SA will require the passage of state-based legislation which adopts the national scheme and administrative arrangements before the scheme can operate at a state level.
SA Attorney-General Vickie Chapman said this would pave the way for private institutions in the state to formally opt-in to the scheme.
“We will continue to work with the Commonwealth on arrangements between the state and federal government that will enable South Australian survivors of child sex abuse to access the scheme,” Chapman said.
“The scheme is complex to implement because it requires identification of all potentially relevant institutions and their records, including those which may have ceased operation many decades ago.
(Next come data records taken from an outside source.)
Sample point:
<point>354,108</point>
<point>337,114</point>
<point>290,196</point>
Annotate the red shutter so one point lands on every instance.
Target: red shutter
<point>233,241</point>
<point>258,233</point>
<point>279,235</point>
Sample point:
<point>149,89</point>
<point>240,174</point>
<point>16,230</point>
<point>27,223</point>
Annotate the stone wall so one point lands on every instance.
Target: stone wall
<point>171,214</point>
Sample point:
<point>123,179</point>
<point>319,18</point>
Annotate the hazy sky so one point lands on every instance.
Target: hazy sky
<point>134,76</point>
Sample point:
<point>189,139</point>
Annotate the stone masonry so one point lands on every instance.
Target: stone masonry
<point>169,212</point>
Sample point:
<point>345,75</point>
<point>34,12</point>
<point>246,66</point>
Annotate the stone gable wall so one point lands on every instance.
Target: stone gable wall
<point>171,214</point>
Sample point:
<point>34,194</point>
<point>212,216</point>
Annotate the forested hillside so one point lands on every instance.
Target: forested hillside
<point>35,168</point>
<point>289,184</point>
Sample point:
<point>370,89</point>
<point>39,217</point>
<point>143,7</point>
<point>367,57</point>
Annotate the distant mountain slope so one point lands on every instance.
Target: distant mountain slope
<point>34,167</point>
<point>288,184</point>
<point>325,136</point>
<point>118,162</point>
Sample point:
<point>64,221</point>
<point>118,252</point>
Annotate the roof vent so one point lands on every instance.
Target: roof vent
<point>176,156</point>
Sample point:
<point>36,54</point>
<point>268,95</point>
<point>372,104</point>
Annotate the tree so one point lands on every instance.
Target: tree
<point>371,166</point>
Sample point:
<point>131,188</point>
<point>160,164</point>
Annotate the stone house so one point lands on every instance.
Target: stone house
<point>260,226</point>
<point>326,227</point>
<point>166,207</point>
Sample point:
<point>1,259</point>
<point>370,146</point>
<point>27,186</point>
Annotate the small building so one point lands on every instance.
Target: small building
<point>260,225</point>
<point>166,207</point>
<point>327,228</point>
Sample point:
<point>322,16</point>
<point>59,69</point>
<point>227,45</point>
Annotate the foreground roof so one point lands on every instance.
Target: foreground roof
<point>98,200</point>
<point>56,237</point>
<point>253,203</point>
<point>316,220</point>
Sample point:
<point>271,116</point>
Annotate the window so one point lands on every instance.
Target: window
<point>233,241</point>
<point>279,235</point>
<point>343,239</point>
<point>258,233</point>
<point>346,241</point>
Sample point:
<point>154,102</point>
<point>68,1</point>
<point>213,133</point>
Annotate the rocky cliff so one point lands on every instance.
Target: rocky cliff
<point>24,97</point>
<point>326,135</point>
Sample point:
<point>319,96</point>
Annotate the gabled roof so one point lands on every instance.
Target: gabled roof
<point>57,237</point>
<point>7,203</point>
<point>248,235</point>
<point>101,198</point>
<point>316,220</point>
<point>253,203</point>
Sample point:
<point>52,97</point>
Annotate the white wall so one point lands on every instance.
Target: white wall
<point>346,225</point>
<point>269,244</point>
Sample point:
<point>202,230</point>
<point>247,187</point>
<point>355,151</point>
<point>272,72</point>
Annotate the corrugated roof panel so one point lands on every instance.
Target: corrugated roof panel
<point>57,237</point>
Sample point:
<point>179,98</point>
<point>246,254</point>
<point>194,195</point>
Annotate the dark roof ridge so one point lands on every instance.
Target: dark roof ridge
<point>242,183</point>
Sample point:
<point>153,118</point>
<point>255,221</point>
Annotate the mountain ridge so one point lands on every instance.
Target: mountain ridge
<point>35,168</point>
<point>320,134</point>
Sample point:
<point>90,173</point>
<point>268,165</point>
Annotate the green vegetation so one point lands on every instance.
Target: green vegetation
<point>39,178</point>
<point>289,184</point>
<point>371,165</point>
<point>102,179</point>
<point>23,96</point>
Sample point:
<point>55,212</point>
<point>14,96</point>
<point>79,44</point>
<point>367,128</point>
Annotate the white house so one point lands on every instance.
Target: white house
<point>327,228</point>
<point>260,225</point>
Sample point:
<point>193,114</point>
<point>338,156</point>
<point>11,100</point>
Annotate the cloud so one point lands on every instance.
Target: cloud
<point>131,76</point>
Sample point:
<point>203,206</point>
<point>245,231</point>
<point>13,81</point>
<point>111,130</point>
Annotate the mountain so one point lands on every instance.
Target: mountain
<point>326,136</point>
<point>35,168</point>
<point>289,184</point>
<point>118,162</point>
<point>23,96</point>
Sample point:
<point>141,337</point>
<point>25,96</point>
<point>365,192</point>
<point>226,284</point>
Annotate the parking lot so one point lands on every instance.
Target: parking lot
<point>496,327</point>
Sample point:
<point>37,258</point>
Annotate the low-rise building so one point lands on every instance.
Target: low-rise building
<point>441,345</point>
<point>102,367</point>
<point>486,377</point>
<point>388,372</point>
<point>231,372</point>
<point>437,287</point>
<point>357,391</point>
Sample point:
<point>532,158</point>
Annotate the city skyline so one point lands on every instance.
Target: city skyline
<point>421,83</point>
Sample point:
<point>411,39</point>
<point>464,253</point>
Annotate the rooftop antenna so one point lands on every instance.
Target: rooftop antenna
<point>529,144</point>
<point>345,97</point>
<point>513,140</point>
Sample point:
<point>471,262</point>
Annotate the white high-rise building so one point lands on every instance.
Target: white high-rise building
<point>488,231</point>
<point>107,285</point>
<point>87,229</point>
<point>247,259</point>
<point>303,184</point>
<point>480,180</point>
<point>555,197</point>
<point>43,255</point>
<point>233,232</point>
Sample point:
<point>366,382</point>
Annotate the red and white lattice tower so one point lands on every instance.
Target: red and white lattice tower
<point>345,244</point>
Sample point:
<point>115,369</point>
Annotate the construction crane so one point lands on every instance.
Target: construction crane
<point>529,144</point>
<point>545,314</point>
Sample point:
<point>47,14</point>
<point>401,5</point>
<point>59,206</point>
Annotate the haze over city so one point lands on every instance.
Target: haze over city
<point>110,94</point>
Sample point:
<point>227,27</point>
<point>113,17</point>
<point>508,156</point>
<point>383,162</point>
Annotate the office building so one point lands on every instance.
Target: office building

“At this stage we anticipate it could take up to 12 months to finalise all arrangements, including engaging with service providers and stakeholders about implementation at a local level.”
NT also announced it was joining the scheme, and NT Attorney-General Natasha Fyles said protecting victims was a priority for the government.
“Providing survivors of institutional child sexual abuse with the support they deserve is an absolute priority for the Northern Territory government,” Fyles said.
“We have worked with the federal government to make sure the National Redress Scheme works in the unique context of the Northern Territory.
“I’d like to thank Minister Tehan for supporting the Northern Territory and for his commitment to territory survivors.”
New South Wales, Victoria, Queensland, Tasmania, the Australian Capital Territory, SA, NT and the Commonwealth have now committed to the National Redress Scheme.
It leaves Western Australia as the only state or territory yet to opt-in to the National Redress Scheme.
The Turnbull government said it was continuing “to work constructively” with the WA government and non-government institutions to encourage them to commit the scheme.